Matching policy and people? Household responses to the promotion of renewable electricity

Energy Efficiency - Tập 6 - Trang 369-385 - 2012
Tanja Winther1, Torgeir Ericson2
1Centre for Development and the Environment (SUM), University of Oslo, Oslo, Norway
2Center for International Climate and Environmental Research, CICERO, Oslo, Norway

Tóm tắt

In this paper, we study the responses among households to the promotion of renewable electricity. We analyse an experiment conducted by a Norwegian power company that offered Guarantees of Origin of supply to 5,000 of their customers. In the experiment, five different groups of 1,000 customers each received information about a renewable electricity certificate and how to purchase it. The information and the reasons given for why the customers should accept the offer was framed differently to each of the groups. The experiment produced minimal responses, and we use material from focus group discussions and in-depth interviews for interpreting and explaining the results. The analysis shows that customers tend to disregard information coming from their supplier, while there is also a low degree of commensurability between the message presented in the information and the understandings and perceptions held by the customers.
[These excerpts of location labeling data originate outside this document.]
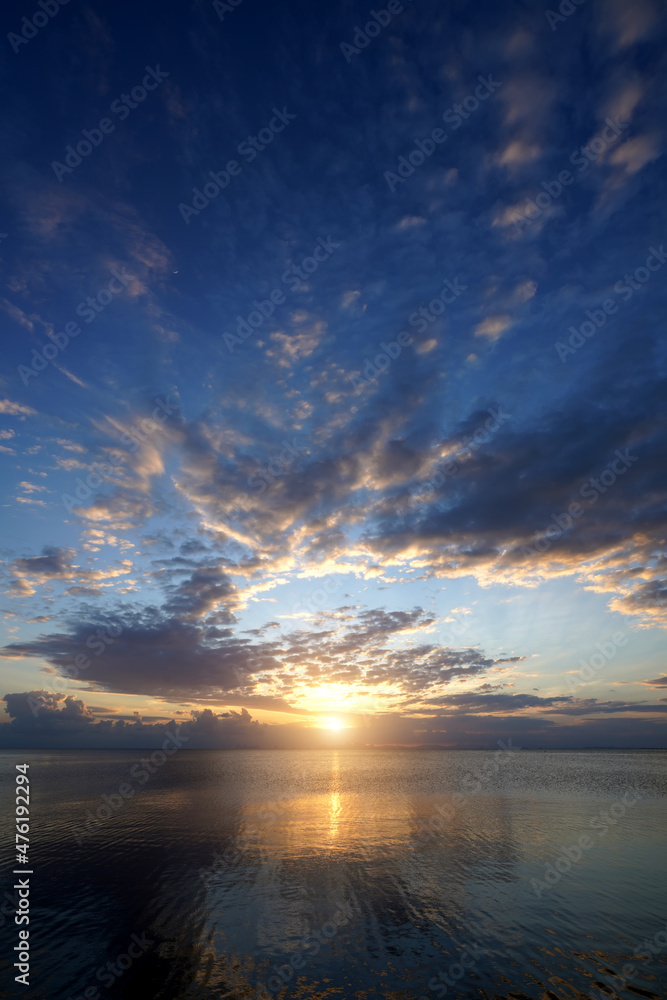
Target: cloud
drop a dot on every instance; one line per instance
(16, 409)
(493, 327)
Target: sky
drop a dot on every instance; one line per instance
(332, 395)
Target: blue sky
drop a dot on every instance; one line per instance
(363, 440)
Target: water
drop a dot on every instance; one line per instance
(230, 865)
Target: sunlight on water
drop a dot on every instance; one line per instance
(350, 874)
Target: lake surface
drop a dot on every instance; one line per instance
(343, 874)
For example, whereas the information contained the argument that customers must purchase certificates to obtain renewable electricity, Norwegians, because of their awareness of the country’s hydro-based production system, perceive electricity to be renewable as it is. Additionally, focus group participants found the presented terms and figures to be incomprehensible to the extent that the information can be said to have produced ignorance in them. In turn, this negatively affected people’s trust in the message and also its sender, as relevance and reliability are disclosure’s main challenges in Norway. We use the case of electricity labelling in Norway to demonstrate some of the general challenges associated with using information as a tool for changing people’s consumption patterns in deregulated energy markets.